Il tuo smartwatch può raccogliere cinque metriche chiave mentre dormi. Ognuna riflette un aspetto diverso della tua fisiologia e, insieme, offrono un quadro chiaro di come stai recuperando e se qualcosa potrebbe non andare per il verso giusto.
La frequenza cardiaca a riposo (SHR) è il numero di battiti al minuto mentre dormi. Un valore più basso indica solitamente un cuore sano e forte e una buona forma cardiovascolare. Una riduzione costante della SHR nel tempo è segno che stai migliorando la tua condizione fisica. Al contrario, una SHR elevata può segnalare affaticamento, recupero inadeguato o i primi sintomi di una malattia, ancora prima che tu te ne accorga.
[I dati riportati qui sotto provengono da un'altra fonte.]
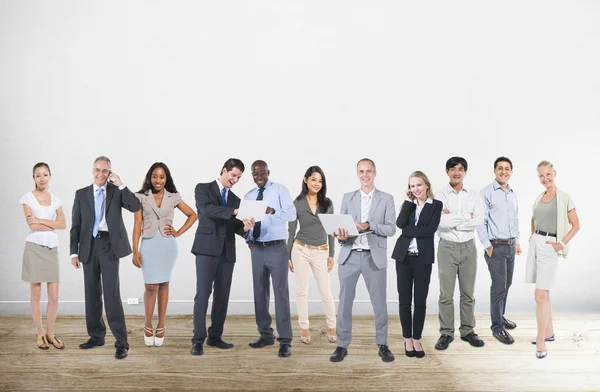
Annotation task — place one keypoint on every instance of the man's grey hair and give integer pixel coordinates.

La variabilità della frequenza cardiaca (HRV) misura le variazioni di tempo tra battiti cardiaci consecutivi. È un ottimo indicatore di quanto il tuo corpo sia in grado di adattarsi e rispondere allo stress. Un'elevata HRV indica resilienza e una buona capacità di recupero. Una bassa HRV può indicare affaticamento, disidratazione, ansia o malattia, suggerendo la necessità di riposo. L'HRV è altamente soggettiva ed è influenzata da età, sesso e stile di vita; ciò che conta davvero è il tuo trend personale, non un valore assoluto.
L'app offre due metodi di calcolo. L'RMSSD è ampiamente riconosciuto come uno dei modi più accurati per monitorare l'impatto del carico di allenamento e il recupero a breve termine. L'SDNN è considerato il gold standard per la stratificazione medica del rischio cardiaco. Per la maggior parte degli atleti, l'RMSSD è il metodo preferito.
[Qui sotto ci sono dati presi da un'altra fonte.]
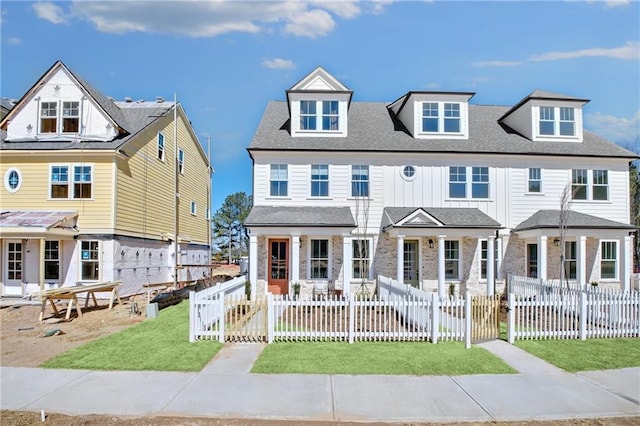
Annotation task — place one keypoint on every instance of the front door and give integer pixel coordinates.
(13, 269)
(279, 266)
(411, 263)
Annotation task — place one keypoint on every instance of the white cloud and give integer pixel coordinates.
(312, 18)
(49, 12)
(618, 129)
(631, 50)
(278, 63)
(496, 64)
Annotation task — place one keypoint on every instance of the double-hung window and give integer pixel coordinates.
(458, 184)
(556, 121)
(359, 181)
(441, 117)
(451, 259)
(279, 180)
(161, 147)
(319, 180)
(360, 258)
(534, 182)
(319, 259)
(89, 260)
(48, 117)
(608, 260)
(77, 185)
(70, 117)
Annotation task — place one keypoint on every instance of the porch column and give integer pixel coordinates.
(626, 263)
(542, 257)
(400, 260)
(253, 263)
(346, 263)
(295, 258)
(581, 261)
(41, 264)
(490, 267)
(441, 289)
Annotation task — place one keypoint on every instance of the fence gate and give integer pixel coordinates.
(245, 320)
(485, 317)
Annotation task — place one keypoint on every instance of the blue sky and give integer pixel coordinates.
(225, 60)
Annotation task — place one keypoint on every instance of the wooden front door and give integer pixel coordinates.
(13, 264)
(279, 266)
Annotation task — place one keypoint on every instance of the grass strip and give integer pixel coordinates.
(160, 344)
(407, 358)
(586, 355)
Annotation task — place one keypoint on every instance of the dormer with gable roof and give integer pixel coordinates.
(434, 115)
(318, 106)
(63, 107)
(547, 117)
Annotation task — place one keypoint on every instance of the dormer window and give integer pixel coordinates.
(440, 117)
(329, 119)
(557, 121)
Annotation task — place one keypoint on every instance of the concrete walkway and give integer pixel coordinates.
(226, 389)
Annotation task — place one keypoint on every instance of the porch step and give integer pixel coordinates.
(274, 289)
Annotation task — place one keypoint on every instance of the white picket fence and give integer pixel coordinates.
(544, 310)
(206, 308)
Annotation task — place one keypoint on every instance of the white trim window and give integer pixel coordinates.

La temperatura al polso viene misurata durante il sonno. La linea di base di ognuno è diversa e piccole fluttuazioni sono normali a causa di fattori come dieta, esercizio fisico, consumo di alcol, cicli mestruali, malattie e ambiente in cui si dorme. Un aumento notevole e prolungato rispetto alla tua norma è spesso uno dei primi segnali che il tuo corpo sta combattendo qualcosa, a volte prima ancora che compaiano altri sintomi.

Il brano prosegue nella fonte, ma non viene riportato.